You are viewing a plain text version of this content. The canonical link for it is here.

Posted to user@spark.apache.org by Shushant Arora <sh...@gmail.com> on 2015/07/21 05:31:35 UTC

spark streaming 1.3 coalesce on kafkadirectstream

does spark streaming 1.3 launches task for each partition offset range
whether that is 0 or not ?

If yes, how can I enforce it to not to launch tasks for empty rdds.Not able
t o use coalesce on directKafkaStream.

Shall we enforce repartitioning always before processing direct stream ?

use case is :

directKafkaStream.repartition(numexecutors).mapPartitions(new
FlatMapFunction<Iterator<Tuple2<byte[],byte[]>>, String>(){
...
}

Thanks

Re: spark streaming 1.3 coalesce on kafkadirectstream

Posted by Tathagata Das <td...@databricks.com>.
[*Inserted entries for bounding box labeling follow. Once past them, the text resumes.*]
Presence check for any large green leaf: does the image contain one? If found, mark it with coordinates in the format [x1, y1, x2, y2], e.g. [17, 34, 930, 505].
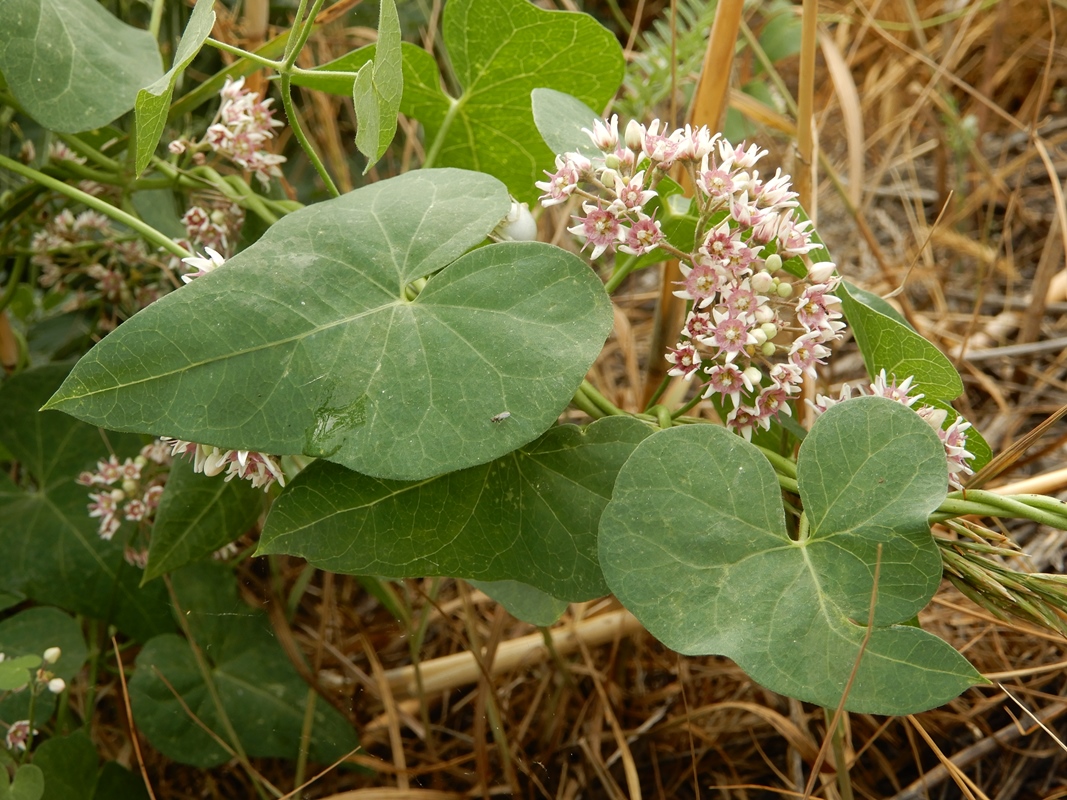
[33, 731, 100, 800]
[134, 0, 214, 175]
[600, 397, 983, 715]
[48, 170, 611, 480]
[129, 564, 359, 768]
[0, 366, 172, 640]
[838, 283, 964, 402]
[142, 459, 266, 582]
[352, 0, 403, 175]
[0, 0, 163, 133]
[0, 606, 89, 681]
[0, 764, 45, 800]
[530, 89, 604, 159]
[293, 0, 625, 201]
[259, 418, 649, 601]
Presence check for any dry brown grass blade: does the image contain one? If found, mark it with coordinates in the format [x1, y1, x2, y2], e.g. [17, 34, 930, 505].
[891, 699, 1067, 800]
[111, 637, 156, 800]
[803, 544, 881, 800]
[384, 610, 642, 697]
[967, 405, 1067, 489]
[793, 0, 818, 213]
[906, 714, 989, 800]
[818, 31, 866, 207]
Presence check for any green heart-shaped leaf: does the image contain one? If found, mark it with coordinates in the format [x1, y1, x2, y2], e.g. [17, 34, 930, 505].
[142, 459, 266, 582]
[600, 398, 983, 714]
[129, 564, 359, 768]
[259, 417, 649, 601]
[293, 0, 625, 201]
[0, 0, 163, 133]
[0, 366, 172, 640]
[352, 0, 403, 175]
[838, 283, 964, 402]
[48, 170, 612, 480]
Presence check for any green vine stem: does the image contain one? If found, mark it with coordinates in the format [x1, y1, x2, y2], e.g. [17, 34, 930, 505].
[0, 156, 192, 258]
[423, 97, 464, 170]
[930, 490, 1067, 530]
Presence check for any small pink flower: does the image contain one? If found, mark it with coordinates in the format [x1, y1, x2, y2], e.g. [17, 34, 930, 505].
[667, 341, 700, 381]
[727, 405, 761, 442]
[702, 309, 757, 362]
[534, 153, 592, 208]
[682, 311, 712, 339]
[674, 263, 719, 308]
[704, 364, 752, 405]
[568, 203, 621, 259]
[582, 114, 619, 153]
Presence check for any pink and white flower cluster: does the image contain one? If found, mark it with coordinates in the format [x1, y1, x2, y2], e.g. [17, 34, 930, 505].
[78, 443, 171, 569]
[537, 117, 845, 438]
[168, 77, 285, 186]
[162, 437, 285, 491]
[808, 370, 974, 489]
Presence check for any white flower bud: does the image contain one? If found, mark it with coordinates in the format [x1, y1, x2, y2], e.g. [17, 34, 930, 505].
[751, 272, 775, 294]
[496, 202, 537, 242]
[600, 167, 621, 189]
[808, 261, 835, 284]
[624, 119, 644, 151]
[753, 305, 777, 325]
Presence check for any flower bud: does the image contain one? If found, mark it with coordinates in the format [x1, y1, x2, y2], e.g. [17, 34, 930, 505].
[808, 261, 835, 284]
[753, 305, 777, 325]
[495, 202, 537, 242]
[750, 272, 775, 294]
[624, 119, 644, 150]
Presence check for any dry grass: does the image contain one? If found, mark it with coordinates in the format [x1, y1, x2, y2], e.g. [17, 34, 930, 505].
[114, 0, 1067, 800]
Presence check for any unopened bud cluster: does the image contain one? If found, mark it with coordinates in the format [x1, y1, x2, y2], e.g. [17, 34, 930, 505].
[168, 77, 285, 186]
[537, 117, 845, 438]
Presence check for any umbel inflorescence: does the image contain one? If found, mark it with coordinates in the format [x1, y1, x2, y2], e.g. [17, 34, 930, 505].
[537, 117, 845, 437]
[537, 116, 971, 487]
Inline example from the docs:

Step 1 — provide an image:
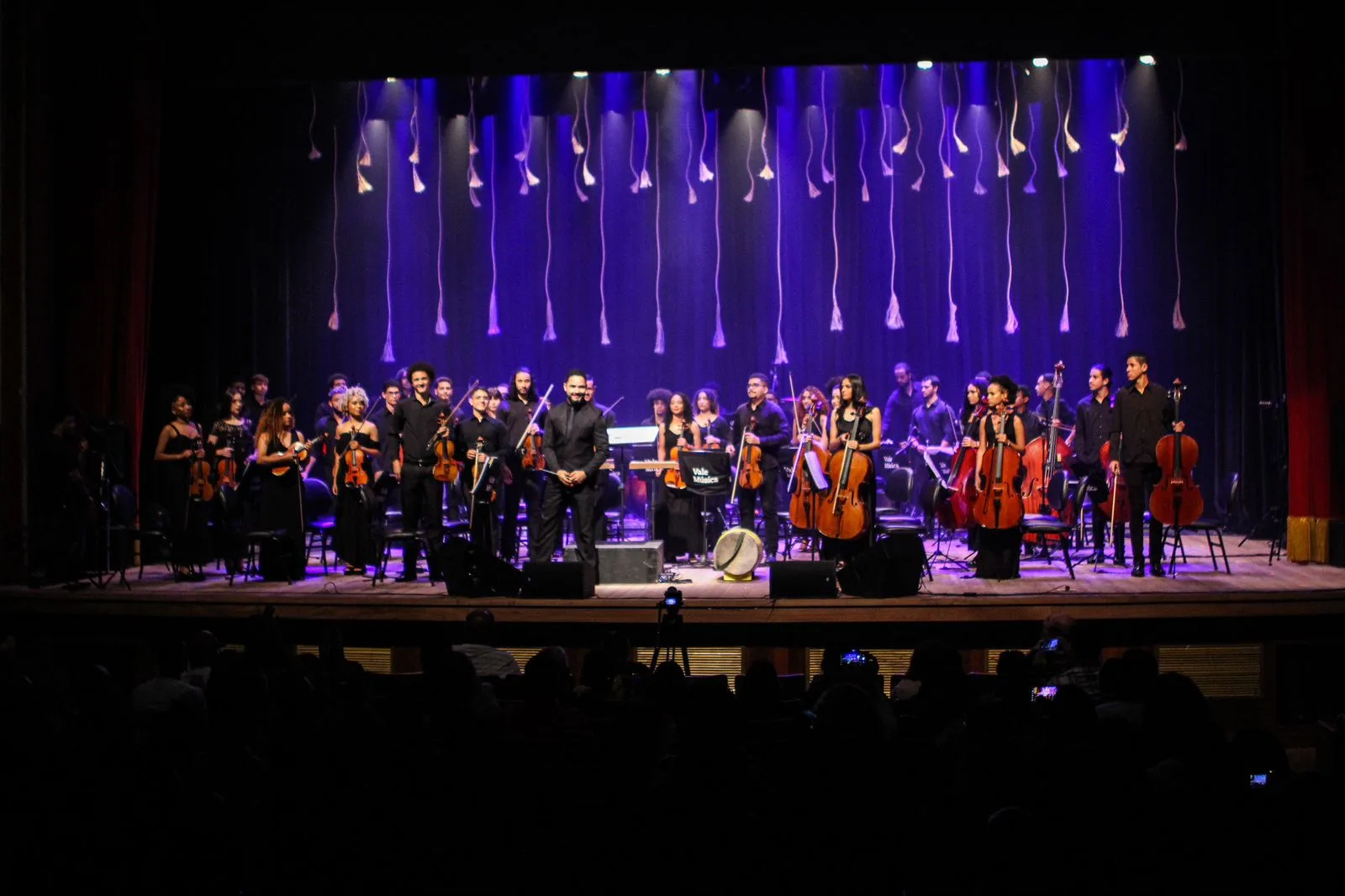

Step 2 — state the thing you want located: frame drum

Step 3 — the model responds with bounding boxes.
[715,527,764,581]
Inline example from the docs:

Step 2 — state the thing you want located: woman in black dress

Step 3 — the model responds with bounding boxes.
[257,398,308,580]
[822,374,883,560]
[332,386,379,576]
[155,389,210,581]
[659,392,702,560]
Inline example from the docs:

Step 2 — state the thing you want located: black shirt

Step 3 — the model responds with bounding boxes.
[1073,396,1112,464]
[883,389,921,441]
[910,398,957,448]
[731,399,789,470]
[388,396,451,460]
[1111,381,1173,466]
[453,412,509,488]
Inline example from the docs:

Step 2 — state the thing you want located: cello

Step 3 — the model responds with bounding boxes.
[1137,379,1205,530]
[973,413,1022,529]
[816,403,873,540]
[933,403,990,529]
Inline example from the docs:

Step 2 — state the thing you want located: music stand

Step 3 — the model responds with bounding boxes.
[677,448,733,567]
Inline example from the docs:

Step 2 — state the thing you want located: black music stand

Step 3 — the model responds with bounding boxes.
[678,448,733,567]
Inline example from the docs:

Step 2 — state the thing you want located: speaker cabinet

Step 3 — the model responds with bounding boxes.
[565,540,663,585]
[839,534,926,598]
[771,560,836,600]
[520,561,593,600]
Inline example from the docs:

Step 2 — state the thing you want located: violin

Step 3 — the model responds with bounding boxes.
[191,428,215,500]
[816,403,873,540]
[1137,379,1205,530]
[271,433,327,477]
[973,414,1022,529]
[1096,440,1130,527]
[789,410,831,531]
[737,414,764,490]
[215,436,238,488]
[933,403,990,529]
[345,432,368,488]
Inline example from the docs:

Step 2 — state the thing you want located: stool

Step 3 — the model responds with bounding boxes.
[1163,517,1233,576]
[1022,514,1074,578]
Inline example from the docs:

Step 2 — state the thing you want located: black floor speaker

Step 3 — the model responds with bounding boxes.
[565,540,663,585]
[441,538,523,598]
[520,561,593,600]
[771,560,836,600]
[839,533,926,598]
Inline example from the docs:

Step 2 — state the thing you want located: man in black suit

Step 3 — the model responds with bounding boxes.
[530,370,608,581]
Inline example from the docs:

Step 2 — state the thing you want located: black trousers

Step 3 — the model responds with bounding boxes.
[738,464,780,554]
[529,477,600,567]
[1069,463,1126,558]
[1121,464,1163,567]
[402,464,444,549]
[500,457,545,560]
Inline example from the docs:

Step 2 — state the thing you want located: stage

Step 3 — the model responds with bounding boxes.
[0,537,1345,647]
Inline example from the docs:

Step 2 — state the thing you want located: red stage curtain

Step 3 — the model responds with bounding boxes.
[1267,45,1345,562]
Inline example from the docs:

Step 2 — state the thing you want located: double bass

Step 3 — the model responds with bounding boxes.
[816,403,873,540]
[1137,379,1205,530]
[973,414,1022,529]
[789,410,831,531]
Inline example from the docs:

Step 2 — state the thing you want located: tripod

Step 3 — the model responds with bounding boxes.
[650,588,691,678]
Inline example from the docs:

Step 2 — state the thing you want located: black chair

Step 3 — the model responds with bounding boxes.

With DirectKafkaStream there are two approaches.
1. you increase the number of KAfka partitions Spark will automatically
read in parallel
2. if that's not possible, then explicitly repartition only if there are
more cores in the cluster than the number of Kafka partitions, AND the
first map-like state on the directKafkaDStream is heavy enough to warrant
the cost of repartitioning (shuffles the data around).

On Mon, Jul 20, 2015 at 8:31 PM, Shushant Arora <sh...@gmail.com>
wrote:

> does spark streaming 1.3 launches task for each partition offset range
> whether that is 0 or not ?
>
> If yes, how can I enforce it to not to launch tasks for empty rdds.Not
> able t o use coalesce on directKafkaStream.
>
> Shall we enforce repartitioning always before processing direct stream ?
>
> use case is :
>
> directKafkaStream.repartition(numexecutors).mapPartitions(new
> FlatMapFunction<Iterator<Tuple2<byte[],byte[]>>, String>(){
> ...
> }
>
> Thanks
>